Modeling¶

Introduction¶

Bitcoin¶

Bitcoin is an electronic currency introduced in 2008 by Nakamoto. It was made possible by blockchain technology and allows for secure peer-to-peer transactions using cryptography.

Today, bitcoin (BTC) is the most important and widely used cryptocurrency. It is used in many financial and commercial activities.

Predicting the prices of cryptocurrencies is crucial for investors and academics in this field due to the frequent volatility of the price of this currency.

Predicting the price of cryptocurrencies is a time series prediction problem. The time step chosen for the project is a one-day interval for short-term prediction of the price.

financial cryptocurrency market¶

The financial cryptocurrency market, similar to traditional stock exchanges, operates through the buying and selling of digital assets.

Unlike stock exchanges where assets are shares in companies, cryptocurrencies are digital tokens that utilize blockchain technology.

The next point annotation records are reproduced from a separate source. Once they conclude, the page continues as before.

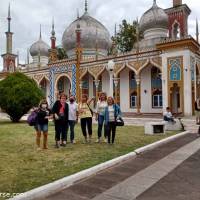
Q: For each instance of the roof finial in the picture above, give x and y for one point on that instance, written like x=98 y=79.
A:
x=40 y=31
x=115 y=30
x=197 y=30
x=9 y=18
x=53 y=28
x=77 y=13
x=86 y=5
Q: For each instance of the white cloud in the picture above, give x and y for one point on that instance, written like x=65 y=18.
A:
x=27 y=15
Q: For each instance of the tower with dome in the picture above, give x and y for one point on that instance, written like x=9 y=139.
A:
x=163 y=68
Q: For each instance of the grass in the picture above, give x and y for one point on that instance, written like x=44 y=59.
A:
x=23 y=168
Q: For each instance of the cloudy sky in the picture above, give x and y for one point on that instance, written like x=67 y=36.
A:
x=27 y=15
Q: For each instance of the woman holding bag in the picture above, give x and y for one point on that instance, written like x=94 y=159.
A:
x=112 y=113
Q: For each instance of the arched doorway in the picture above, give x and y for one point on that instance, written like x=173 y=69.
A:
x=175 y=98
x=64 y=85
x=156 y=88
x=44 y=85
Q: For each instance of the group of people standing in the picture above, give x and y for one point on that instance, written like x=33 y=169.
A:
x=65 y=115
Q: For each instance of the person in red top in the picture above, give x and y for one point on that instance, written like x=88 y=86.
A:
x=60 y=112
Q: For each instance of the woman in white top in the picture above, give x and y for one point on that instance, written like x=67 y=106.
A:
x=101 y=105
x=73 y=117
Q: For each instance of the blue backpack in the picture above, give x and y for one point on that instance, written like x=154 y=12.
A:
x=32 y=118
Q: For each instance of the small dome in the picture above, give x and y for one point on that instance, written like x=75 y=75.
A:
x=39 y=47
x=155 y=17
x=92 y=33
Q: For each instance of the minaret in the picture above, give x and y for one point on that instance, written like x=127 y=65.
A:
x=178 y=19
x=177 y=3
x=114 y=42
x=96 y=45
x=9 y=58
x=78 y=60
x=53 y=51
x=197 y=31
x=86 y=6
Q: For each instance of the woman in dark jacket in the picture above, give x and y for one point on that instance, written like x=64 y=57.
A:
x=43 y=114
x=60 y=111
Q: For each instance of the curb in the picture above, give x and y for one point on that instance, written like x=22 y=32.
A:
x=56 y=186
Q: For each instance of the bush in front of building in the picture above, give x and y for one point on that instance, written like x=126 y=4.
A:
x=18 y=94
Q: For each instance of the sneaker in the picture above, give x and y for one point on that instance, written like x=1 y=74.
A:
x=57 y=146
x=98 y=140
x=38 y=149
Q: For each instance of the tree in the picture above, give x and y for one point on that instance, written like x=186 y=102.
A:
x=126 y=37
x=61 y=53
x=18 y=94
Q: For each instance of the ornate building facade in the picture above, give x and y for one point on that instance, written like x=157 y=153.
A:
x=163 y=70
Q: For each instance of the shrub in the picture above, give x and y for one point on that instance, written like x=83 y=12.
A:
x=18 y=94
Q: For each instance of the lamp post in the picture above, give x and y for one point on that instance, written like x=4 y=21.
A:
x=138 y=93
x=110 y=69
x=80 y=87
x=96 y=82
x=116 y=82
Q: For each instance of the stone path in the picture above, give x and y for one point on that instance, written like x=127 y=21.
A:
x=151 y=175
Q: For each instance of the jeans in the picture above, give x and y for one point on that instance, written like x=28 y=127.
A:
x=168 y=119
x=42 y=127
x=61 y=130
x=111 y=127
x=86 y=122
x=101 y=122
x=71 y=126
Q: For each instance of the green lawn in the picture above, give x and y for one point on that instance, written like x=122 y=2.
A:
x=23 y=168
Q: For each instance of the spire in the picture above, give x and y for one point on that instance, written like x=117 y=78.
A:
x=86 y=6
x=28 y=56
x=96 y=43
x=40 y=32
x=77 y=13
x=9 y=18
x=18 y=58
x=137 y=35
x=115 y=30
x=197 y=30
x=53 y=28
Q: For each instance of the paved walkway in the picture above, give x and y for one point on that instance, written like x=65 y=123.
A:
x=169 y=172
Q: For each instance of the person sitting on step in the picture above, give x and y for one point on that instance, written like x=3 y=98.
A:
x=167 y=116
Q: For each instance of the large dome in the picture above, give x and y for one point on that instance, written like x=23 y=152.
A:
x=93 y=34
x=40 y=47
x=155 y=17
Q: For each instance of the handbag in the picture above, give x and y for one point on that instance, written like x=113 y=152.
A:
x=119 y=122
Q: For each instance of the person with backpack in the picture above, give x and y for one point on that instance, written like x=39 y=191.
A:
x=85 y=114
x=43 y=114
x=100 y=109
x=73 y=116
x=60 y=112
x=111 y=114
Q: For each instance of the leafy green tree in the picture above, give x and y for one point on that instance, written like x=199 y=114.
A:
x=127 y=36
x=61 y=53
x=18 y=94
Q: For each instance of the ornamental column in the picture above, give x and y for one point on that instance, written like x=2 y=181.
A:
x=78 y=56
x=96 y=82
x=116 y=82
x=138 y=81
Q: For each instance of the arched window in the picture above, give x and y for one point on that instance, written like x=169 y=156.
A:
x=61 y=85
x=176 y=30
x=133 y=100
x=43 y=86
x=175 y=72
x=157 y=99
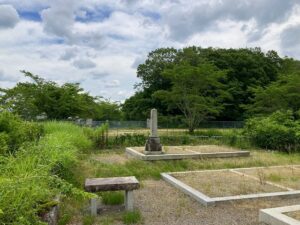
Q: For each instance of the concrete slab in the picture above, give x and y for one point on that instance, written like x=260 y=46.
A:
x=207 y=201
x=276 y=216
x=131 y=151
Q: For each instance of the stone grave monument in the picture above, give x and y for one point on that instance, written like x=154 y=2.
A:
x=153 y=145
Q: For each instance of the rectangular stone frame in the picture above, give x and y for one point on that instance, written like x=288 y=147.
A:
x=131 y=152
x=208 y=201
x=276 y=216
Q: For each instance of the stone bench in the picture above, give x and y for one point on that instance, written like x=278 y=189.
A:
x=128 y=184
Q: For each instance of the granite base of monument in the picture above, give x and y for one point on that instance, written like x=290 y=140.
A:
x=153 y=146
x=184 y=152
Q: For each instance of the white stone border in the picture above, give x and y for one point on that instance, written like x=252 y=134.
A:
x=276 y=216
x=207 y=201
x=193 y=155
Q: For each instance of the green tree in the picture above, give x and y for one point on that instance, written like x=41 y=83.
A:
x=283 y=94
x=106 y=110
x=30 y=99
x=247 y=69
x=196 y=90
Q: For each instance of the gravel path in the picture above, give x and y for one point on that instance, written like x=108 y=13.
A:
x=161 y=204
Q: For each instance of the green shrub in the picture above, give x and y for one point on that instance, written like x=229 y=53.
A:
x=98 y=135
x=278 y=131
x=132 y=217
x=112 y=198
x=36 y=173
x=14 y=132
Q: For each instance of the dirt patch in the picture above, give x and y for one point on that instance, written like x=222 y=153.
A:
x=166 y=150
x=111 y=158
x=191 y=149
x=295 y=215
x=224 y=183
x=209 y=148
x=288 y=176
x=160 y=204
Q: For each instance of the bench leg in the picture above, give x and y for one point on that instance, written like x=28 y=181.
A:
x=94 y=206
x=129 y=200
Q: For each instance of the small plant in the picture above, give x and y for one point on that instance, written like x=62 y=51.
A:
x=88 y=220
x=261 y=176
x=132 y=217
x=275 y=177
x=112 y=198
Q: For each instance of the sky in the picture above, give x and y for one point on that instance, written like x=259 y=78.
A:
x=100 y=43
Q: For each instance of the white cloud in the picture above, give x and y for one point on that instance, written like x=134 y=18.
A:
x=9 y=16
x=5 y=77
x=59 y=18
x=84 y=63
x=112 y=84
x=91 y=41
x=70 y=53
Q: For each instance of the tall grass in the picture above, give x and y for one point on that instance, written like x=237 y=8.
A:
x=37 y=173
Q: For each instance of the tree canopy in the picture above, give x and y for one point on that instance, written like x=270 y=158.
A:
x=30 y=99
x=248 y=71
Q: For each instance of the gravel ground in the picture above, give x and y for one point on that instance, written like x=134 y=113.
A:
x=224 y=183
x=161 y=204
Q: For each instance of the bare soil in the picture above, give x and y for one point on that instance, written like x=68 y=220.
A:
x=288 y=176
x=191 y=149
x=111 y=158
x=160 y=204
x=224 y=183
x=295 y=215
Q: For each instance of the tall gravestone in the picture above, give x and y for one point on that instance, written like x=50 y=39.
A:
x=153 y=145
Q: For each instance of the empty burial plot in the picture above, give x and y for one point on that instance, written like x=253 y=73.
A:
x=213 y=186
x=288 y=176
x=224 y=183
x=287 y=215
x=188 y=152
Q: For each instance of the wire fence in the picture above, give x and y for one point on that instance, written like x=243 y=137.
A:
x=143 y=124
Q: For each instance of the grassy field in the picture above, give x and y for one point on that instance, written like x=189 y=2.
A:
x=59 y=163
x=110 y=163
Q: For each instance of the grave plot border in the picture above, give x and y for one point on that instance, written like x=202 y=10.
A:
x=136 y=154
x=276 y=216
x=208 y=201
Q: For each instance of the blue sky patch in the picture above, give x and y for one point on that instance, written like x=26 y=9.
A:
x=95 y=15
x=30 y=15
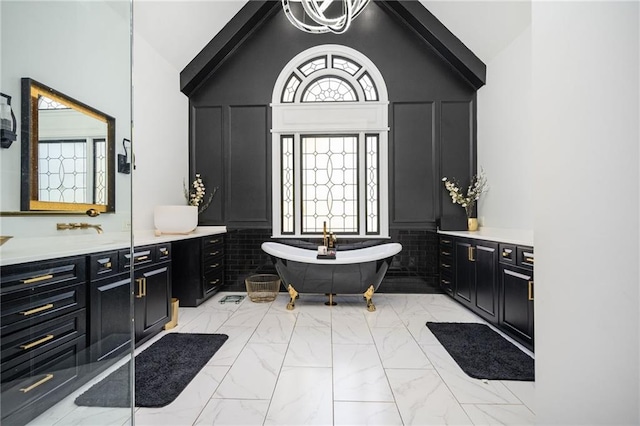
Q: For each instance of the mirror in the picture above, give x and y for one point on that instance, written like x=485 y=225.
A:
x=67 y=153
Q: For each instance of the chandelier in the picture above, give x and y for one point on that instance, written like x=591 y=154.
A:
x=325 y=15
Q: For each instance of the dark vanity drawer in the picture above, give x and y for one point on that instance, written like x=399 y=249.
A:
x=38 y=275
x=29 y=343
x=42 y=381
x=141 y=256
x=163 y=252
x=213 y=249
x=26 y=307
x=508 y=254
x=524 y=256
x=103 y=265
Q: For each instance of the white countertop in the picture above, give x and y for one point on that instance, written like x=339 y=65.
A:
x=22 y=250
x=501 y=235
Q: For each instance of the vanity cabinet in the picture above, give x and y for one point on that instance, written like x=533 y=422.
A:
x=447 y=265
x=492 y=279
x=109 y=300
x=151 y=287
x=43 y=334
x=198 y=269
x=516 y=289
x=476 y=281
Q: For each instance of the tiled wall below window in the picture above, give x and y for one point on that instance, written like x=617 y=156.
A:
x=414 y=270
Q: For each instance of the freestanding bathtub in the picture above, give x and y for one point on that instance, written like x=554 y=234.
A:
x=358 y=271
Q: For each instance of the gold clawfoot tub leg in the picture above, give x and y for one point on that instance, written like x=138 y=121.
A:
x=368 y=295
x=294 y=295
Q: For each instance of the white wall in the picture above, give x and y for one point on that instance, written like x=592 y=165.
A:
x=585 y=136
x=160 y=133
x=505 y=149
x=40 y=39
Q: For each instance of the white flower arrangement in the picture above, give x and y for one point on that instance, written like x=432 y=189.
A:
x=195 y=196
x=477 y=187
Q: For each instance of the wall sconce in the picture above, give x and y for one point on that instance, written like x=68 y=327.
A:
x=7 y=122
x=124 y=166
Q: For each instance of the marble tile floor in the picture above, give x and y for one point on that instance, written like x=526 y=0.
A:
x=320 y=365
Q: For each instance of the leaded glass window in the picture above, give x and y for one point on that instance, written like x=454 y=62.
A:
x=329 y=89
x=341 y=63
x=288 y=185
x=313 y=65
x=289 y=91
x=62 y=171
x=330 y=145
x=330 y=183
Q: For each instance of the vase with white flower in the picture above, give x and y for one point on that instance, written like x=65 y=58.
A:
x=184 y=219
x=467 y=200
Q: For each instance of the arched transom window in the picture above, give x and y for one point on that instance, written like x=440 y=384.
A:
x=330 y=145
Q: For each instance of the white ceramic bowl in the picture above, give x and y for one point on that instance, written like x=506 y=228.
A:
x=175 y=219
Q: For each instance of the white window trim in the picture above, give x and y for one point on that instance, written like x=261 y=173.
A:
x=364 y=117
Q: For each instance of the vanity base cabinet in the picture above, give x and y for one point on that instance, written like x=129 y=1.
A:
x=494 y=280
x=516 y=315
x=198 y=269
x=152 y=305
x=109 y=312
x=476 y=279
x=43 y=332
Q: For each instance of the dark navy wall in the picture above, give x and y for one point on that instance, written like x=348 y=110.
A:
x=432 y=118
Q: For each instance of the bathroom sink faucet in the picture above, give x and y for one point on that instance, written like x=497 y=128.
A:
x=62 y=226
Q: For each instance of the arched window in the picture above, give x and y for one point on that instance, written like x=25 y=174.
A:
x=330 y=143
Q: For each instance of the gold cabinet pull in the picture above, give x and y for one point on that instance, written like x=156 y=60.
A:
x=37 y=342
x=36 y=310
x=45 y=379
x=140 y=294
x=37 y=279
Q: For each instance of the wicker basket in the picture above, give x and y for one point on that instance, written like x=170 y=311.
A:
x=263 y=288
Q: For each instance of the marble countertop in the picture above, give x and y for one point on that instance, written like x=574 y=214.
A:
x=501 y=235
x=22 y=250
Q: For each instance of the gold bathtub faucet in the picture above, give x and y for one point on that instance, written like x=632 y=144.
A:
x=63 y=226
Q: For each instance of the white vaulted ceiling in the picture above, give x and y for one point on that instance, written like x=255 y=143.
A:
x=179 y=29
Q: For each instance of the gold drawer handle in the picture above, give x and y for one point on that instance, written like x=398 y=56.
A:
x=37 y=279
x=141 y=288
x=37 y=342
x=36 y=310
x=45 y=379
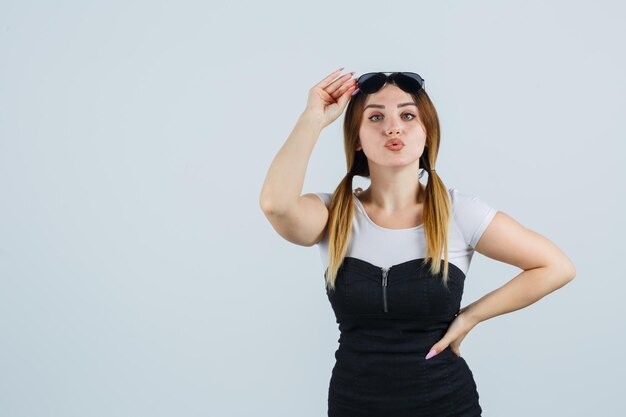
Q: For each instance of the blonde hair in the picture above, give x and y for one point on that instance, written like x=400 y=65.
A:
x=437 y=206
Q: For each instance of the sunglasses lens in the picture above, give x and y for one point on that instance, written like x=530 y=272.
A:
x=409 y=81
x=371 y=82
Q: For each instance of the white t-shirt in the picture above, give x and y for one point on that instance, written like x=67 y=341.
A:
x=386 y=247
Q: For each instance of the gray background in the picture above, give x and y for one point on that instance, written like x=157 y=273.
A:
x=138 y=274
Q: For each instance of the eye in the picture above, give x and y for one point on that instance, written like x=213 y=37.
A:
x=405 y=114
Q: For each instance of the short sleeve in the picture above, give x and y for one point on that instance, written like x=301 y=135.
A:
x=471 y=214
x=325 y=197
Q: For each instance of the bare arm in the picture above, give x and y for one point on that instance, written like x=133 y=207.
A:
x=302 y=219
x=546 y=268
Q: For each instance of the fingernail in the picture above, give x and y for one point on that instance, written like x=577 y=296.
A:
x=432 y=353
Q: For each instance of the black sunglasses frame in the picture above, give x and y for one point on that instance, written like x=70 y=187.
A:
x=371 y=82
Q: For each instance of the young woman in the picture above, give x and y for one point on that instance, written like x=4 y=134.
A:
x=396 y=255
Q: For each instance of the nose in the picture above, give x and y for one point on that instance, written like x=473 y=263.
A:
x=394 y=128
x=393 y=131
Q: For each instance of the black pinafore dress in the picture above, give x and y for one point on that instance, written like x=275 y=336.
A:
x=389 y=318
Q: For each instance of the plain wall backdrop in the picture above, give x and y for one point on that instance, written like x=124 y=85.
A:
x=138 y=274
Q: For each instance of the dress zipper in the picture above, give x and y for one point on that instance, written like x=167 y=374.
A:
x=384 y=285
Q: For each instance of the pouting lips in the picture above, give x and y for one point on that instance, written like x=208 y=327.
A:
x=394 y=142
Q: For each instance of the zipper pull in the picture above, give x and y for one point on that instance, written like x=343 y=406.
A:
x=384 y=285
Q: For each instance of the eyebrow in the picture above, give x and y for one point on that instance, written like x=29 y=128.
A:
x=380 y=106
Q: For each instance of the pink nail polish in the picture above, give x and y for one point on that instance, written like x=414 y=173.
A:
x=432 y=353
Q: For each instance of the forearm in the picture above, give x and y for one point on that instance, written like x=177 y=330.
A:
x=524 y=289
x=285 y=177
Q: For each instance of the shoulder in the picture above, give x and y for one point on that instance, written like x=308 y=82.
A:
x=325 y=197
x=471 y=213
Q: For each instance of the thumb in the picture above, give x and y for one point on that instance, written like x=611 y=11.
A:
x=436 y=349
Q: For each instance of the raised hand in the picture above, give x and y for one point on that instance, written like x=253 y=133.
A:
x=328 y=98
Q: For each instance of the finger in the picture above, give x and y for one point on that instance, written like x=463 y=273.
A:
x=343 y=88
x=433 y=351
x=345 y=97
x=334 y=88
x=327 y=80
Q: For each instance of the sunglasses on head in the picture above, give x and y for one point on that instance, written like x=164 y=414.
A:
x=373 y=81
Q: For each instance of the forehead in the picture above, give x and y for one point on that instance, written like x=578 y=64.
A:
x=389 y=95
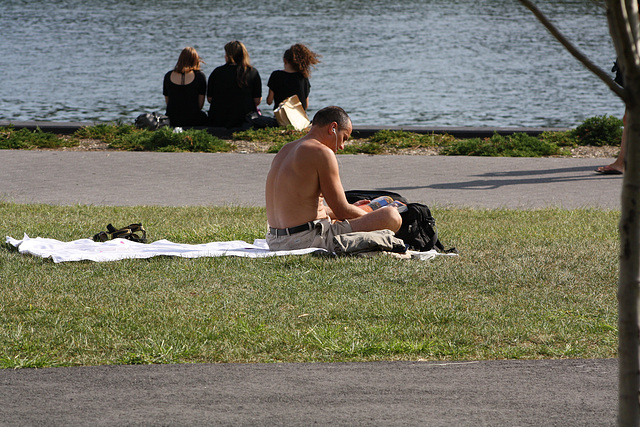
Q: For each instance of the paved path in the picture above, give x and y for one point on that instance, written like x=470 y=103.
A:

Bitcoin, the first and most well-known cryptocurrency, has unique characteristics such as high volatility and 24/7 trading availability.

Predicting Bitcoin prices is crucial for financial strategy and profitability as it helps investors make informed decisions.

Price prediction of cryptocurrencies¶

In the literature on time series prediction, Machine Learning (ML) algorithms have been widely used. Due to the extreme volatility and lack of seasonality in the Bitcoin market, linear price prediction methods have proven to be unsuccessful.

Scientific studies have shown that Deep Learning models (Recurrent Neural Networks (RNN), Gradient Boosting Classifiers (GBC)) are particularly well-suited for short-term prediction of the Bitcoin market behavior, and that input technical variables such as past price, the evolution of Bitcoin returns over time, and characteristics of its blockchain (such as the number of BTC transactions) have the most significant impact on short-term prediction.

Other predictive variables such as the price of the MSCI World index, the S&P 500, the Nasdaq, the price of gold or a barrel of oil can also be used.

Several studies have concluded that the LSTM model is the most performant in terms of prediction with metrics such as Root Mean Squared Error (RMSE), Mean Absolute Error (MAE), Mean Squared Error (MSE), and R-squared score (R2) (exemple)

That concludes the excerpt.